The next steps are to find ways to reduce the difference, which means accounting for confounding factors, such as the thermal properties of the various phone cases, or whether the phone is actually exposed to open air or is taking readings while inside a pocket or purse.

The team, which included Robinson, was led by Aart Overeem, a hydrologist at Wageningen University. The results of the team's initial experiments have been accepted for publication in the journal Geophysical Research Letters.

The notion of using cellphones to record temperatures is of intense interest in improving forecasts for urban meteorology, in which heat rising from city surfaces can boost temperatures by several degrees, especially at night. Having temperature readings from thousands of locations would allow energy or emergency managers to build temperature maps that would allow them to anticipate energy demand or more efficiently allocate resources to areas where the heat is greatest and the population most vulnerable, the researchers say.

The biggest boon to local or regional weather forecasts could well come merely from the pressure sensors inside smart phones, says Cliff Mass, a professor of meteorology at the University of Washington in Seattle who is pioneering the incorporation of cellphone air-pressure measurements into forecast models.

"This could really be a major advance for forecasting," he writes in an e-mail.

Cumulonimbus, a Canadian company, has produced a free app that records barometric pressure on Android smart phones that have barometers. The data are shared with scientists.

Dr. Mass and colleague Luke Madaus have incorporated the data from these apps to produce forecasts of highly localized weather events or the routine passage of larger weather fronts in the Seattle area. The forecasts are more accurate than those lacking the additional measurements. The benefit comes from having a far more dense network of barometers than the National Weather Service and its cooperative observers can provide.

"The results look promising," Mass said during a presentation of the concept earlier this month at a conference sponsored by the American Meteorological Society.
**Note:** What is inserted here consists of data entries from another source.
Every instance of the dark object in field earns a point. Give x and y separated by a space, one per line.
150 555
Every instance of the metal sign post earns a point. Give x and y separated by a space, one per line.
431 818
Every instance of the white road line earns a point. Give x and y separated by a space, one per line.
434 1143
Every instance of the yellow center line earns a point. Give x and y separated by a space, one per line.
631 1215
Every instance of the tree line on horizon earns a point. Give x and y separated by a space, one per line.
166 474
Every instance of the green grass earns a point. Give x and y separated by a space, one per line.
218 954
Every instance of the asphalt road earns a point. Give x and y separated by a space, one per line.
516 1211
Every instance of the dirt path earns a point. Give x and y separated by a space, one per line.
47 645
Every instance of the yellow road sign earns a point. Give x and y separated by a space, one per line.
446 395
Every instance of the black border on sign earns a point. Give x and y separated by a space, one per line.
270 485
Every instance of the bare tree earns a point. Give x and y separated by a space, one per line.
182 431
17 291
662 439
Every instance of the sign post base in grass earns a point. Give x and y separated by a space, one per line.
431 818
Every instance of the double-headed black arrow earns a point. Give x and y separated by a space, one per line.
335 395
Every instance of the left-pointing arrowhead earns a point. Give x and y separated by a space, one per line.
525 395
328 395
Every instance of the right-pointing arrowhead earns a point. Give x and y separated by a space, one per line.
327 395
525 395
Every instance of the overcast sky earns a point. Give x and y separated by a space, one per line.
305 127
Given the number of smart phones and tablets in use, he added, that translates into millions, if not tens of millions, of barometers across America with data just waiting to be tapped.
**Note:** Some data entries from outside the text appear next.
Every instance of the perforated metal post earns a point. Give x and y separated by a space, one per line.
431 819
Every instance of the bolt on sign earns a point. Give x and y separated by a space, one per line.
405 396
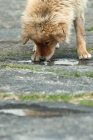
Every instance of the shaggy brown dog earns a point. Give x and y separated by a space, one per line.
48 22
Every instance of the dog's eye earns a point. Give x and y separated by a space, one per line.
46 43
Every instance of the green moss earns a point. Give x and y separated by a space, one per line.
87 103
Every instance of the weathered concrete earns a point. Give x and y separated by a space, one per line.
72 123
18 75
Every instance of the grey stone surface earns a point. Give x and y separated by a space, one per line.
69 126
51 120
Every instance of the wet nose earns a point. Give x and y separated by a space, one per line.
42 59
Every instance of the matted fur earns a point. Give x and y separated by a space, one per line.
47 22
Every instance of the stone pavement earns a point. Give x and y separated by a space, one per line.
63 74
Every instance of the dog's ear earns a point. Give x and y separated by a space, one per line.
60 32
25 36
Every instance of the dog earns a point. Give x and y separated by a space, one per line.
47 22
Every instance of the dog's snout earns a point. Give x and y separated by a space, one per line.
42 59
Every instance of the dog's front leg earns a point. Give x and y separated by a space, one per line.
79 27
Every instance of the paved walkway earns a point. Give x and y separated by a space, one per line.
63 74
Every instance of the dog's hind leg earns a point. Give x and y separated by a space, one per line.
79 27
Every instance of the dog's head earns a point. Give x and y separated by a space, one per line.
45 35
Meanwhile, in the Netherlands, researchers at the Leiden Observatory and two other national research institutions have developed an app for iPhones that turns the phone into a mini spectrometer to take the measure of tiny particles known as aerosols in the atmosphere. Under the project, known as iSPEX, users slip a small unit over the phone's camera lens to break up the light into its components, as well as measure the light's polarity. The app records and sends the results to the research team heading the project.

Other small add-ons could follow suit, researchers say.
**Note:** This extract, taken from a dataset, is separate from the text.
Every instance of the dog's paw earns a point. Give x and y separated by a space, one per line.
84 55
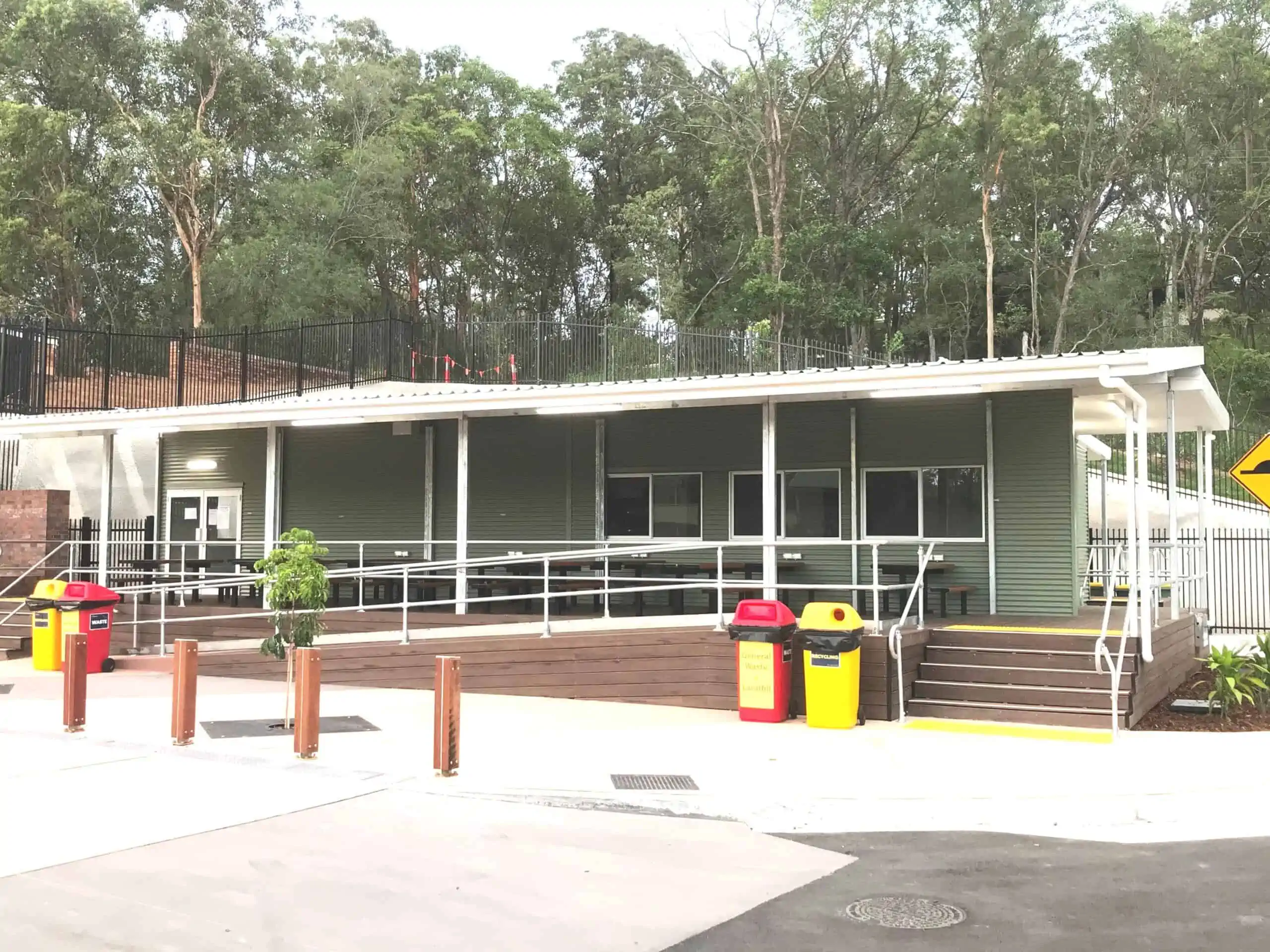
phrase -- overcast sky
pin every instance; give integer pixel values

With new opportunities opening as smart phones get smarter and sense their environment in new ways, the potential for helping researchers better understand how that environment works and how it's changing will increase dramatically, Henderson of NEON suggests.

"The real power of these things is that we can look at things, maybe not as in-depth" as scientists studying a single small site for 30 years, "but we can put out numbers" over much wider spaces, over long periods of time, that wouldn't be possible otherwise, she says.